Monday, 10 February 2014

Liturgical Worship and Orthodoxy 8

We've seen that the early Church was structured around the ministries of Bishops, Priests and Deacons and that the life and worship of the Church was to be conducted according to order and not with the chaos of each person acting as they saw fit. Each ministry, including that of the laity, is to serve within its own bounds, and there is to be no celebration of the Eucharist apart from the Bishop.

We have also seen that the worship of the early Church was liturgical and that some of these earliest liturgical fragments are still used by the Orthodox Church and those other traditions which still maintain the use of the ancient liturgies.


In this short post I would like to consider some passages in the Old and New Testaments which we can now read in the light of the liturgical nature of the worship of the early Church. Of course we know that the worship of the Old Testament was liturgical, but there are passages in the Old and New Testament which seem to speak clearly of the worship of the Church according to the will of God.

In these few paragraphs I would like us to begin by considering the worship of heaven. Since we hope to spend eternity in the presence of God we can understand that the nature of worship in the heavenly realm is that for which man is created.

We know that Moses introduced the liturgical worship of the tabernacle after the detailed instructions which he had received from God. Yet in the Letter to the Hebrews 8:5 we find it said of those who offer this Mosaic liturgical worship that they ...

...serve unto the example and shadow of heavenly things, as Moses was admonished of God when he was about to make the tabernacle

So the complex liturgical worship of the Old Testament is an example and shadow of the heavenly  worship. Indeed we find it said of our Lord Jesus Christ, who sits in the heavenly places...

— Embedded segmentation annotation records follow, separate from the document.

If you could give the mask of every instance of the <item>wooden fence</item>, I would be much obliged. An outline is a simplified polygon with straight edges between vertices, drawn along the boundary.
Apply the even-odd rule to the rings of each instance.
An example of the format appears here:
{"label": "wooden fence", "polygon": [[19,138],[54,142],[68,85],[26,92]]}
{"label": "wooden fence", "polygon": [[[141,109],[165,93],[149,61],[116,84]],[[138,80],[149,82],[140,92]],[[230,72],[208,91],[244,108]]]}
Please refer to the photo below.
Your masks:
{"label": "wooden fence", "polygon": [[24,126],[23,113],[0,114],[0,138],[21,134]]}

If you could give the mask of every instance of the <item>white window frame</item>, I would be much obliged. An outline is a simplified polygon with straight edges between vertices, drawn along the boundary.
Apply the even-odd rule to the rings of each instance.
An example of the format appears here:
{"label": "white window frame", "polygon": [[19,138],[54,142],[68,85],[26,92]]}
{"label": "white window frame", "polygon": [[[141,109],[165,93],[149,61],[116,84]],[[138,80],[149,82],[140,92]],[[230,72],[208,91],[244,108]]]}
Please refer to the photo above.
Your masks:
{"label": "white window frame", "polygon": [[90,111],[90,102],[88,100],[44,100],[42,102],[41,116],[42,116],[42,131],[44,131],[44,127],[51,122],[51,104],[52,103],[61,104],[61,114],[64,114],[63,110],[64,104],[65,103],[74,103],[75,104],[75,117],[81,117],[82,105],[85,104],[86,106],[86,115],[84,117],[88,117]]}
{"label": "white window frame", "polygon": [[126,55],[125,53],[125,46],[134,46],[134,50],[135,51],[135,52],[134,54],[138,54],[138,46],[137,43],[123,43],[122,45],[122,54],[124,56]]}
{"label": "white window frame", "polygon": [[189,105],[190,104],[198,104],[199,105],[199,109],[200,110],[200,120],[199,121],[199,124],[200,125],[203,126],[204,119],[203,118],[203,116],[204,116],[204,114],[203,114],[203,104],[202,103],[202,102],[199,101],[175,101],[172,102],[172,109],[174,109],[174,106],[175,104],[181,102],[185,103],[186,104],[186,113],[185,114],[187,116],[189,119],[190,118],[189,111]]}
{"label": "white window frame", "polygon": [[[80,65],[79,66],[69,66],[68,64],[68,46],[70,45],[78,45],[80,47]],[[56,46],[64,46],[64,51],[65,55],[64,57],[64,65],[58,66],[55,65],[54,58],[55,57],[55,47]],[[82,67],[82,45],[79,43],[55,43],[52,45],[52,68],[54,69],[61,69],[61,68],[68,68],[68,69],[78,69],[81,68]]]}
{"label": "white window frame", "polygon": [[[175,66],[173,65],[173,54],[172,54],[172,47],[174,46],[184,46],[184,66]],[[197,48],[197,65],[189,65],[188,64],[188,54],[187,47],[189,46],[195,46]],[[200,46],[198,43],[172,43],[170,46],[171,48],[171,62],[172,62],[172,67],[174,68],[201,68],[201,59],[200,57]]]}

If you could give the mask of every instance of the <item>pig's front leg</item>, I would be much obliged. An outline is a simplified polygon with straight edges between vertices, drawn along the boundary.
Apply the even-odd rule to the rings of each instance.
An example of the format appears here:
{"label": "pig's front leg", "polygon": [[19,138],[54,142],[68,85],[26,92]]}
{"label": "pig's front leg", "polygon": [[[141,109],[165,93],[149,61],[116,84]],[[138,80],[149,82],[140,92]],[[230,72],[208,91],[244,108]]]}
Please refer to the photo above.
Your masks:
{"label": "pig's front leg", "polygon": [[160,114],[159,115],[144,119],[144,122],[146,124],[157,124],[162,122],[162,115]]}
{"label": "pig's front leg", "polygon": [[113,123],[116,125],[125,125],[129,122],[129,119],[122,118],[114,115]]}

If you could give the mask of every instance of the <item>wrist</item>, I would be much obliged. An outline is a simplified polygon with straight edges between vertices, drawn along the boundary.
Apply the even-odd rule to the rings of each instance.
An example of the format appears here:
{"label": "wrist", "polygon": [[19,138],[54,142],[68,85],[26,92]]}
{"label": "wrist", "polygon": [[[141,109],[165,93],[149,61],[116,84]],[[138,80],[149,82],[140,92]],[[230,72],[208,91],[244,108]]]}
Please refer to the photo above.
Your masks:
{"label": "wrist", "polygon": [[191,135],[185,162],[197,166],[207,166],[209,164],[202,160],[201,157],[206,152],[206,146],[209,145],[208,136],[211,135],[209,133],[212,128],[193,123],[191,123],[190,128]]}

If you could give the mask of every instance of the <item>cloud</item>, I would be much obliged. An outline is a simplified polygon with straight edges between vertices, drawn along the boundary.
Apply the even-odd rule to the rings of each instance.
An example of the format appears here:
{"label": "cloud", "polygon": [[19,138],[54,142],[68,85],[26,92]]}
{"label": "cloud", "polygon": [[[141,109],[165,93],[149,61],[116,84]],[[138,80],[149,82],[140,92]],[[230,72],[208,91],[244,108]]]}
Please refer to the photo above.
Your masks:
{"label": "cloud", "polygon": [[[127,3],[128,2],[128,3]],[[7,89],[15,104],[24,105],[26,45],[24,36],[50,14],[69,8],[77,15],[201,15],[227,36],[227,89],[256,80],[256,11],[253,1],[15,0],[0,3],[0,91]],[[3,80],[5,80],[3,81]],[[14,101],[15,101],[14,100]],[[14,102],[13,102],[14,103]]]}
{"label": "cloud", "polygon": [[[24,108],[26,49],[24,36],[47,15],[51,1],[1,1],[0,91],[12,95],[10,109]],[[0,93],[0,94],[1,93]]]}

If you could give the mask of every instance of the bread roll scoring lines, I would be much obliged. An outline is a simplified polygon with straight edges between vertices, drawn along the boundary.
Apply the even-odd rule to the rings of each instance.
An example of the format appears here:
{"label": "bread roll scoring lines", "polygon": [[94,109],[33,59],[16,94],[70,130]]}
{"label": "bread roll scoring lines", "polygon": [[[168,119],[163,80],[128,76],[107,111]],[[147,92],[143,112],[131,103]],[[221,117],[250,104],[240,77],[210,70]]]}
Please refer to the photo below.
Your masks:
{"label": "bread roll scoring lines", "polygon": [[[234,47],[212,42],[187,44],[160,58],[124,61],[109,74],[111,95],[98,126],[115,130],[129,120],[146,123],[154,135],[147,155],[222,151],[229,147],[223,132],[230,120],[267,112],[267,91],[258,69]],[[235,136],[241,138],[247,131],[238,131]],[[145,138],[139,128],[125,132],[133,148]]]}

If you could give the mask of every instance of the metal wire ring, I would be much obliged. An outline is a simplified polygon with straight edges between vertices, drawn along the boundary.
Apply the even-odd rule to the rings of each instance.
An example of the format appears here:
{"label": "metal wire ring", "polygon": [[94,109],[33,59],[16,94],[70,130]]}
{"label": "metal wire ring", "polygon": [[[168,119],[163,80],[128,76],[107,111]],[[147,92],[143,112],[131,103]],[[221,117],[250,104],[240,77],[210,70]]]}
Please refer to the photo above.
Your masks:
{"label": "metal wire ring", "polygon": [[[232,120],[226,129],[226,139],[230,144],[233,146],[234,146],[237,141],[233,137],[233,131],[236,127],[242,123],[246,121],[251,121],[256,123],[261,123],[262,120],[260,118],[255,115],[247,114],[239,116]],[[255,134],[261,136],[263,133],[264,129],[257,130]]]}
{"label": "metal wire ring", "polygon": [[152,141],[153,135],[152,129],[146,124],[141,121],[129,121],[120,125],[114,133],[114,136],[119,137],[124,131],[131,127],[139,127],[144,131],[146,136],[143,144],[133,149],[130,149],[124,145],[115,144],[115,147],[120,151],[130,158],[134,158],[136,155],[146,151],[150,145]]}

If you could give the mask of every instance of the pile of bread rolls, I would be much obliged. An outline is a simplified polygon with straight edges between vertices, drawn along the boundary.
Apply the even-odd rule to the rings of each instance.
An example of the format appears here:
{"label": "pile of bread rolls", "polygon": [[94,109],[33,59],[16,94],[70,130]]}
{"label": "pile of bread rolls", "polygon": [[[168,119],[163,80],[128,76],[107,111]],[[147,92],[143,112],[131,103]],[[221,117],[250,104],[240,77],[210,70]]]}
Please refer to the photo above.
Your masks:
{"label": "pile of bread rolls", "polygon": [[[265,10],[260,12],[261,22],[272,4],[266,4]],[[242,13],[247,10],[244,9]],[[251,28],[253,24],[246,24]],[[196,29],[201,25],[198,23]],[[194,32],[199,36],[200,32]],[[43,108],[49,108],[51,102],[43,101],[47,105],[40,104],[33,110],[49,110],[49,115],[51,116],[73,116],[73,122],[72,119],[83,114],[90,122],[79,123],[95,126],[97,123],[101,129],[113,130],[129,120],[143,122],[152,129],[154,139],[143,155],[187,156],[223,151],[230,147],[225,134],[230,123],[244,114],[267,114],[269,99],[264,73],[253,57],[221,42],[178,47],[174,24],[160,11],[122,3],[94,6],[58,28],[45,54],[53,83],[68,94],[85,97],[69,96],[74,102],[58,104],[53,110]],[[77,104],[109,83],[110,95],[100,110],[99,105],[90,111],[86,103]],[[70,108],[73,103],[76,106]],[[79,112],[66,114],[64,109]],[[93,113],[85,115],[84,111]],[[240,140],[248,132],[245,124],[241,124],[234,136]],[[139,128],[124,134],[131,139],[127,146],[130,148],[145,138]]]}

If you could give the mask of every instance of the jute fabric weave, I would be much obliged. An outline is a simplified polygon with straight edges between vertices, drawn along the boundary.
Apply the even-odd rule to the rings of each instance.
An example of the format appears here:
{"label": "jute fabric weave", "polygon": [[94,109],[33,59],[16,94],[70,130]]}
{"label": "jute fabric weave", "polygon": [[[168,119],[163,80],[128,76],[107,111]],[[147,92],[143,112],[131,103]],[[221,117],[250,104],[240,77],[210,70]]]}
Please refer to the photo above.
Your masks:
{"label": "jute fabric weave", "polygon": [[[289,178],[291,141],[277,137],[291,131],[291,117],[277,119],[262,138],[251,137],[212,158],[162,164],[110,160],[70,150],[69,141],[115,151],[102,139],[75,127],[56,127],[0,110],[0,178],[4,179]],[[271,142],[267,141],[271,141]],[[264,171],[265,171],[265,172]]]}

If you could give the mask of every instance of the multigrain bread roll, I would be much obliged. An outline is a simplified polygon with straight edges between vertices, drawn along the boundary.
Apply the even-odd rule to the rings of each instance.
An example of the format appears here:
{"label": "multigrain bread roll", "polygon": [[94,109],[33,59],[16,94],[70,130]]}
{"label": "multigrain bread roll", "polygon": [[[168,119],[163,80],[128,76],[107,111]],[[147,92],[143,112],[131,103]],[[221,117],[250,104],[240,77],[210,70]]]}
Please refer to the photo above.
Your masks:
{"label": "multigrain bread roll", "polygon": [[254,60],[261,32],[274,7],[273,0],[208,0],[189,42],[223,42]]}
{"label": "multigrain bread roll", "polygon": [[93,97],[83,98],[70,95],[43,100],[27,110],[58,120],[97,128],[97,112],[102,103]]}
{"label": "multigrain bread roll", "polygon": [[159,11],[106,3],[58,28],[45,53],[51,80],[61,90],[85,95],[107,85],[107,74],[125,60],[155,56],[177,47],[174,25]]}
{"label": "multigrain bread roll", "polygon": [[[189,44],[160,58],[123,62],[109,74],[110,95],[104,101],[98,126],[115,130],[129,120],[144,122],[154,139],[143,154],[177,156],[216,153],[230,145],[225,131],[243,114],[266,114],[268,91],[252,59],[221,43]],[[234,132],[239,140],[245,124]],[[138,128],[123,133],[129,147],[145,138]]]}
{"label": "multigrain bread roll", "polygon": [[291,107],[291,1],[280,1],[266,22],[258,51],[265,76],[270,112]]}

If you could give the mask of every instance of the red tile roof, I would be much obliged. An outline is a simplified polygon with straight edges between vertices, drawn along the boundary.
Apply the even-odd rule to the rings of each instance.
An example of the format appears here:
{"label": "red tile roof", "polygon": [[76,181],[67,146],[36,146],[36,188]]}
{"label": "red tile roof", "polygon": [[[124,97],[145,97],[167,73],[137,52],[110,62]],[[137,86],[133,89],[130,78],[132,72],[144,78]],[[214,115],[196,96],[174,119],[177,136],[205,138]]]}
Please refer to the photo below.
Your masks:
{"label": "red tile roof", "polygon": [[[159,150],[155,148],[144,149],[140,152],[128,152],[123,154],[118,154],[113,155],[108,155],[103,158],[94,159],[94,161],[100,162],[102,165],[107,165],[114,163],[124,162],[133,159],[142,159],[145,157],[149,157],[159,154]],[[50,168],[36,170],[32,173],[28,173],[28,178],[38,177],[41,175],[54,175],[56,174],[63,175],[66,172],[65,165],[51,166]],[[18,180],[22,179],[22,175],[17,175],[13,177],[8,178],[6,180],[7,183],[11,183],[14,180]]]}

We have such an high priest, who is set on the right hand of the throne of the Majesty in the heavens; A minister of the sanctuary, and of the true tabernacle, which the Lord pitched, and not man.


There is in heaven therefore, a High Priest, and a sanctuary and a tabernacle. All of these remind us that the liturgical worship of the Mosaic tabernacle was not an aberration before the introduction of modern evangelical non-liturgical worship, but was also an echo of that worship which is offered in Heaven by those who have been made the New Israel, that is the Church.

Elsewhere in the Letter to the Hebrews it is said of our Lord Jesus...

And they truly were many priests, because they were not suffered to continue by reason of death: But this man, because he continueth ever, hath an unchangeable priesthood....Thou art a priest for ever after the order of Melchisedec.

What does it mean when the priests among men are compared to Christ, our High Priest, other than that the ministry is of the same character, and if it is of the same character then the worship of Heaven is liturgical. The priests among men pass away because they are mortal, but Christ, who is also a priest, has an unchanging priesthood in Heaven because he has risen from death never to suffer death again.

There is only time to turn briefly to the Book of Revelation. In this passage from Rev. 8 we may see a very liturgical aspect of the worship in Heaven.

And another angel came and stood at the altar, having a golden censer; and there was given unto him much incense, that he should offer it with the prayers of all saints upon the golden altar which was before the throne. And the smoke of the incense, which came with the prayers of the saints, ascended up before God out of the angel's hand.

There is an altar, there are ministering angels or deacons, there is much incense which ascends before God. This is liturgy. It is how we will worship in Heaven. It is how the Old Testament believers worshipped, and it is how the early Church and all Christians until the 16th century worshipped.